Fassbender becomes something of a magic bullet for those issues. He plays Cal Lynch, unknowing descendent of a prominent assassin, claimed by the evil Templars in an attempt to pinpoint the location of the fabulous Whatsit. They hook him up to a machine that dredges memories from 15th-century Spain, where his ancestor dispense a series of righteous ass-kickings in an effort to keep the Whatsit out of the wrong hands. Yes, the goofiness is vast and deep, but Lynch makes a good entry point for those of us unfamiliar with the wildly successful video games upon which the movie was based. He asks the same questions we have, and Kurzel’s storytelling instincts ensure that we get the answers at the appropriately dramatic point. Fassbender’s physicality means he can speak volumes with silences and that his moves across the rooftops (both ancient and modern) carry a smooth, visceral charge that amps the action sequences up to an appreciable level. That keeps the plot moving along and the real purpose of the exercise front and center, with the overly complicated back story relegated to the background where it belongs.

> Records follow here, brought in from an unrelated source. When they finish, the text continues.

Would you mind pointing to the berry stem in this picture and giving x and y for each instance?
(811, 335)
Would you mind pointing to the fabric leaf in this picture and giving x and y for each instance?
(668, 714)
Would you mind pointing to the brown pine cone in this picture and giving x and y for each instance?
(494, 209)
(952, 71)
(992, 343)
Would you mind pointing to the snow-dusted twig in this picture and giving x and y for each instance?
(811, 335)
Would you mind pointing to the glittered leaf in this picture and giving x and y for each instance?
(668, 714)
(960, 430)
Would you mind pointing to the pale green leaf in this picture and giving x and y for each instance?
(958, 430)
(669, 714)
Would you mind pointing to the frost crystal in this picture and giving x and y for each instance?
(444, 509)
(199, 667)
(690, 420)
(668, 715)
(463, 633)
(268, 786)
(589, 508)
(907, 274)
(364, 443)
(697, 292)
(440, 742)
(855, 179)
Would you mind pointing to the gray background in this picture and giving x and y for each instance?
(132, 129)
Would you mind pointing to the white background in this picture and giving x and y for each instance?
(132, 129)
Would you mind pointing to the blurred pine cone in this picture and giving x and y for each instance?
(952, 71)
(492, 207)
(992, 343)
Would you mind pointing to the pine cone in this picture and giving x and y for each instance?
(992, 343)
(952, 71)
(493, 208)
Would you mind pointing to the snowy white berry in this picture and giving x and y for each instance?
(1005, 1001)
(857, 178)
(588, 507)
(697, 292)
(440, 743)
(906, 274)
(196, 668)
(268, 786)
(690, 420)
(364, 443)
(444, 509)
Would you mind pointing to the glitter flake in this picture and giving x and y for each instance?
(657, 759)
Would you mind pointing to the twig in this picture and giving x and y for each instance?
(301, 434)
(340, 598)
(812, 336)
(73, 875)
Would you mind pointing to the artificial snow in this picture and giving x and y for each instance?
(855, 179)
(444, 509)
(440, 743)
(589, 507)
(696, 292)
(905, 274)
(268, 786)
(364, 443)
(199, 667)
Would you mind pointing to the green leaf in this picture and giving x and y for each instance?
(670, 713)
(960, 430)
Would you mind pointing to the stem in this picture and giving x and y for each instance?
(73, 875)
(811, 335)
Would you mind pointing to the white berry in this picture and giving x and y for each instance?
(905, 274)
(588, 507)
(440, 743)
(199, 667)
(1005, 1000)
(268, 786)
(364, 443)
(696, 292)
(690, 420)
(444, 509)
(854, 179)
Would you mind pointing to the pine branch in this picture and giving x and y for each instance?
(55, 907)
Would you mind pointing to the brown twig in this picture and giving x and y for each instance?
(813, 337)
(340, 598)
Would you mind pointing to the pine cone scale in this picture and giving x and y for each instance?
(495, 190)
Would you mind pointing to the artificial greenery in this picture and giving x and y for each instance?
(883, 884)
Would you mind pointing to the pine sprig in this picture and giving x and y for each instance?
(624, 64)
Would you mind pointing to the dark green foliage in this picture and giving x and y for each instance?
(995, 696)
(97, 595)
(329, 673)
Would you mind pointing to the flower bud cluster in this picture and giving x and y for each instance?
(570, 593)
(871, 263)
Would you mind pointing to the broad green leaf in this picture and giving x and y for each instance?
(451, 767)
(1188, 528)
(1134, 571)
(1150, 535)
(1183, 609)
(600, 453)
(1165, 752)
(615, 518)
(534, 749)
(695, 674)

It sounds like faint praise, and to a certain extent it is, but it’s more than a number of other video game adaptations have achieved (Warcarft, we’re looking at you), and actually pushes the movie into something kinda sorta resembling a good time. Sadly, kinda sorta isn’t going to cut it with a storyline that buckles under the weight of its own self-importance… and an infinitely better action film one multiplex door away. Fassbender’s great, but even the biggest star needs better material to work with. In the case of Assassin’s Creed that really is one rooftop too far.
[review]
For me, trying to make the Assassin’s Creed series into a movie was going to be complicated. The story is thick, and it’s hard to get the general public who do not play video games wrapped into the story. What this movie essentially did was what Ubisoft, and it’s developers did for the first game. I will now title this plot the Desmond Miles plot; this plot is essentially what you have described; using the main character as a representation of the audience, and helps the audience ask the questions that are needed to be asked. The character that knows nothing about the story of the hidden wars between the two entities and at first doesn’t care about either groups agendas, but then he begins to delve to deep into the Assassin lineage, the emotional appeal of his ancestor takes over, and now he feels he needs to stand up against abstergo in the name of the assassin’s . I will admit, I haven’t watched the movie, but I’m guessing that the need for the Desmond Miles plot is important to help the audience get up to speed with the plot of the game series. Maybe a sequel will begin to delve deeper into the story, but who knows!